[libvirt] using sync_manager with libvirt

Wed Aug 11 19:37:12 UTC 2010

On Wed, Aug 11, 2010 at 05:59:55PM +0100, Daniel P. Berrange wrote:
> On Tue, Aug 10, 2010 at 12:44:06PM -0400, David Teigland wrote:
> > Hi,
> > 
> > We've been working on a program called sync_manager that implements
> > shared-storage-based leases to protect shared resources.  One way we'd like
> > to use it is to protect vm images that reside on shared storage,
> > i.e. preventing two vm's on two hosts from using the same image at once.
> 
> There's two different, but related problems here:
> 
>  - Preventing 2 different VMs using the same disk
>  - Preventing the same VM running on 2 hosts at once
> 
> The first requires that there is a lease per configured disk (since
> a guest can have multiple disks). The latter requires a lease per
> VM and can ignore specifices of what disks are configured.
> 
> IIUC, sync-manager is aiming for the latter.

The present integration effort is aiming for the latter.  sync_manager
itself aims to be agnostic about what it's managing.

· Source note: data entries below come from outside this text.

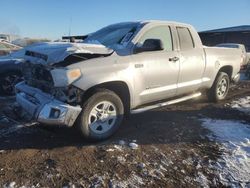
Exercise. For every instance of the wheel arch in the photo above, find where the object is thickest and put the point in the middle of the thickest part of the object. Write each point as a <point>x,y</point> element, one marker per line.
<point>118,87</point>
<point>227,69</point>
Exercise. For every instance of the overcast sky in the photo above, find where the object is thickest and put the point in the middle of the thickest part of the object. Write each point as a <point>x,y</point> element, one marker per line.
<point>54,18</point>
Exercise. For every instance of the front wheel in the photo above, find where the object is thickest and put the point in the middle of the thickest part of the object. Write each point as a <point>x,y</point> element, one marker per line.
<point>220,88</point>
<point>101,115</point>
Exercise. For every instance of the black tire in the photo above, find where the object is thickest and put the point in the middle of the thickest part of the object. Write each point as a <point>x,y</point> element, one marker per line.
<point>87,129</point>
<point>8,82</point>
<point>216,93</point>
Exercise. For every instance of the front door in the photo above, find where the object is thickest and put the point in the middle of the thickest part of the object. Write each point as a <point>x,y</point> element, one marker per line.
<point>161,68</point>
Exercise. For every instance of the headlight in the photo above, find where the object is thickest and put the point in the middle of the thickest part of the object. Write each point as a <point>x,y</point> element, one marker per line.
<point>65,77</point>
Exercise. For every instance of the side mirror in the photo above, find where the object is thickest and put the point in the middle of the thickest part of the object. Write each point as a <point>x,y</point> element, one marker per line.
<point>150,45</point>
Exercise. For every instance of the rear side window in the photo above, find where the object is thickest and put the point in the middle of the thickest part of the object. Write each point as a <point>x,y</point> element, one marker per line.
<point>186,40</point>
<point>161,32</point>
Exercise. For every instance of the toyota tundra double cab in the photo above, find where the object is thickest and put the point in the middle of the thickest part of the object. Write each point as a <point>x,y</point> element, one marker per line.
<point>123,68</point>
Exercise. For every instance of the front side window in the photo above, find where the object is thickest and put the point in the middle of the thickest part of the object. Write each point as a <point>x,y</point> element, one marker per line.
<point>185,38</point>
<point>162,33</point>
<point>113,35</point>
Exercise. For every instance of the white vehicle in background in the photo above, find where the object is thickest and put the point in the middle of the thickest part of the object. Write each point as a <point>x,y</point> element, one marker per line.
<point>245,56</point>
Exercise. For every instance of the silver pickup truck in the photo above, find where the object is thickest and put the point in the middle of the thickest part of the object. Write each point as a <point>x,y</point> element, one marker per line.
<point>123,68</point>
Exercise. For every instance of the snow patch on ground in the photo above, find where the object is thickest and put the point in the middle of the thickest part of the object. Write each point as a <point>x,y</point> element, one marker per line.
<point>241,104</point>
<point>234,137</point>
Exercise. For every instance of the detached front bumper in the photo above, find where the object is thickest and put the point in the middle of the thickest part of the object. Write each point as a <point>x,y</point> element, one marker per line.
<point>44,108</point>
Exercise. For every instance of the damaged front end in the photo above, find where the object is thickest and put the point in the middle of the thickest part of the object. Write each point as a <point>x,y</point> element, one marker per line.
<point>47,93</point>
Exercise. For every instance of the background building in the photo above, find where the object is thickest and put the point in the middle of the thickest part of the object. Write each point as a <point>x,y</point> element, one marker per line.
<point>238,34</point>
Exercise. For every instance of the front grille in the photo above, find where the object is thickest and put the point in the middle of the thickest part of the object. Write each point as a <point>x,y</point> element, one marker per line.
<point>38,76</point>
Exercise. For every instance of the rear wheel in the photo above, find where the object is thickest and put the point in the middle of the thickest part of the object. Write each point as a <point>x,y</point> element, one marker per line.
<point>8,82</point>
<point>220,87</point>
<point>101,116</point>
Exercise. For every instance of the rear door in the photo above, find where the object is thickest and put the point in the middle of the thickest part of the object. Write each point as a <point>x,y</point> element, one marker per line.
<point>192,62</point>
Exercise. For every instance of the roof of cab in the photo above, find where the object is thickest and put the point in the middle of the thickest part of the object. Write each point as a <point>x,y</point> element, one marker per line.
<point>165,22</point>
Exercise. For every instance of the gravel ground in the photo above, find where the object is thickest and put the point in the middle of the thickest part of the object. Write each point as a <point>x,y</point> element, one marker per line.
<point>166,147</point>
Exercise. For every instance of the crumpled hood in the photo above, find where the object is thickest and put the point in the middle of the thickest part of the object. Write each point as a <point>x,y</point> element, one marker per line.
<point>55,52</point>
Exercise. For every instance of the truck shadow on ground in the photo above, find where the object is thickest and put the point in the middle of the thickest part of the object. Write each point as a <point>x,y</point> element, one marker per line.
<point>169,125</point>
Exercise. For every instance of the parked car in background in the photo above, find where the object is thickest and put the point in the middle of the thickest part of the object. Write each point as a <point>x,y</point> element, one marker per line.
<point>245,57</point>
<point>7,48</point>
<point>10,72</point>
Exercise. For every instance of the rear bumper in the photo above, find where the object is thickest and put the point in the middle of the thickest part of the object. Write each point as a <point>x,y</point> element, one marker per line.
<point>44,108</point>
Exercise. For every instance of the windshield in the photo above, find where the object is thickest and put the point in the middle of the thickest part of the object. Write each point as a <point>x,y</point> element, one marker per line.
<point>113,35</point>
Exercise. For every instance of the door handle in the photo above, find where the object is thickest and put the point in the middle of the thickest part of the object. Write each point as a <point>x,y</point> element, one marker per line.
<point>174,59</point>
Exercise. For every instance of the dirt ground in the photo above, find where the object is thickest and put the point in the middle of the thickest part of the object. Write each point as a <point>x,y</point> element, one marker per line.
<point>165,147</point>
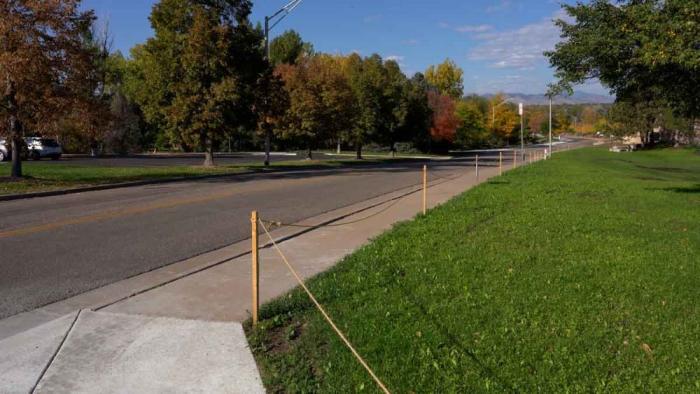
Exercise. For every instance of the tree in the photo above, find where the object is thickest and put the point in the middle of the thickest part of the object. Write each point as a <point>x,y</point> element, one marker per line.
<point>644,50</point>
<point>394,104</point>
<point>504,118</point>
<point>200,70</point>
<point>366,78</point>
<point>321,101</point>
<point>416,126</point>
<point>473,130</point>
<point>445,121</point>
<point>288,47</point>
<point>447,78</point>
<point>43,64</point>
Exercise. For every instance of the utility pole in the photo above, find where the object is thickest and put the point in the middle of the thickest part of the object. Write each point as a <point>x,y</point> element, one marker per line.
<point>270,23</point>
<point>550,125</point>
<point>522,129</point>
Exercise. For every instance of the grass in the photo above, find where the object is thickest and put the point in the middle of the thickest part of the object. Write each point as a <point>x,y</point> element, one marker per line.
<point>41,177</point>
<point>577,274</point>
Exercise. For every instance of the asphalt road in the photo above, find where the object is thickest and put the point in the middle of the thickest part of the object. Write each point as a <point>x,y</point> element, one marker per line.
<point>55,247</point>
<point>160,160</point>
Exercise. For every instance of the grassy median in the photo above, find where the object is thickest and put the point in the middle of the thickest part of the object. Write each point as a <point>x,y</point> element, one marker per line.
<point>576,274</point>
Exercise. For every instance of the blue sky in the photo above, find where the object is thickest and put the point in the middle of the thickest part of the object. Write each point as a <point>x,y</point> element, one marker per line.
<point>498,43</point>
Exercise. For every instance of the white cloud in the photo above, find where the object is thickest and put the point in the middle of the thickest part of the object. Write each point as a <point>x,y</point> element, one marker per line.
<point>502,5</point>
<point>521,48</point>
<point>473,28</point>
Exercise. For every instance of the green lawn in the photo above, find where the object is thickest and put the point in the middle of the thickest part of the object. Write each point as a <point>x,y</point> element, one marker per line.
<point>41,177</point>
<point>577,274</point>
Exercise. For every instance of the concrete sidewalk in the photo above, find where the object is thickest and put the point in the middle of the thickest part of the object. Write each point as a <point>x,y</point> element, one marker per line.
<point>177,329</point>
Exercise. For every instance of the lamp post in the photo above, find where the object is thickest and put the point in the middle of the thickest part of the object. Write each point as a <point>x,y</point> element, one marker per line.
<point>493,118</point>
<point>270,23</point>
<point>550,124</point>
<point>522,130</point>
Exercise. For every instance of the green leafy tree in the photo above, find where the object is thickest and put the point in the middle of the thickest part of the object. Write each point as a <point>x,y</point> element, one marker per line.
<point>288,47</point>
<point>645,51</point>
<point>395,105</point>
<point>447,78</point>
<point>416,126</point>
<point>200,70</point>
<point>321,102</point>
<point>366,78</point>
<point>473,130</point>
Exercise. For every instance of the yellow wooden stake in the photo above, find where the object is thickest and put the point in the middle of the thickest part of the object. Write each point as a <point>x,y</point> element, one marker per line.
<point>500,163</point>
<point>425,189</point>
<point>477,168</point>
<point>255,267</point>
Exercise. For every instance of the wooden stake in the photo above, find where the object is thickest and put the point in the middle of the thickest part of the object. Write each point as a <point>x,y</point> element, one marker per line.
<point>477,168</point>
<point>500,163</point>
<point>425,189</point>
<point>255,267</point>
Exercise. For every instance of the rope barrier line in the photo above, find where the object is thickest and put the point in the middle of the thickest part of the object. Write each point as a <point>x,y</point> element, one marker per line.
<point>323,311</point>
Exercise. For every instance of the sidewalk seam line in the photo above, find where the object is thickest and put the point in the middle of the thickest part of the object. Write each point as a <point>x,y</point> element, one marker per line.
<point>55,354</point>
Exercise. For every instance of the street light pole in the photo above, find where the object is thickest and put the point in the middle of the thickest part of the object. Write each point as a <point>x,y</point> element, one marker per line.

> > It's functional, and the next big step is using it through libvirt.
> > 
> > sync_manager "wraps" a process, i.e. acquires a lease, forks&execs a
> > process, renews the lease wile the process runs, and releases the lease
> > when the process exits.  While the process runs, it has exclusive access
> > to whatever resource was named in the lease that was acquired.
> 
> There are complications around migration we need to consider too.
> During migration, you actually need QEMU running on two hosts at
> once. IIRC the idea is that before starting the migration operation,
> we'd have to tell sync-manager to mark the lease as shared with a
> specific host. The destination QEMU would have to startup in shared
> mode, and upgrade this to an exclusive lock when migration completes,
> or quit when migration fails.

sync_manager leases can only be exclusive, so it's a matter of transfering
ownership of the exclusive lock from source host to destination host.  We
have not yet added lease transfer capabilities to sync_manager, but it
might look something like this:

S = source host, sm-S = sync_manager on S, ...
D = destination host, sm-D = sync_manager on D, ...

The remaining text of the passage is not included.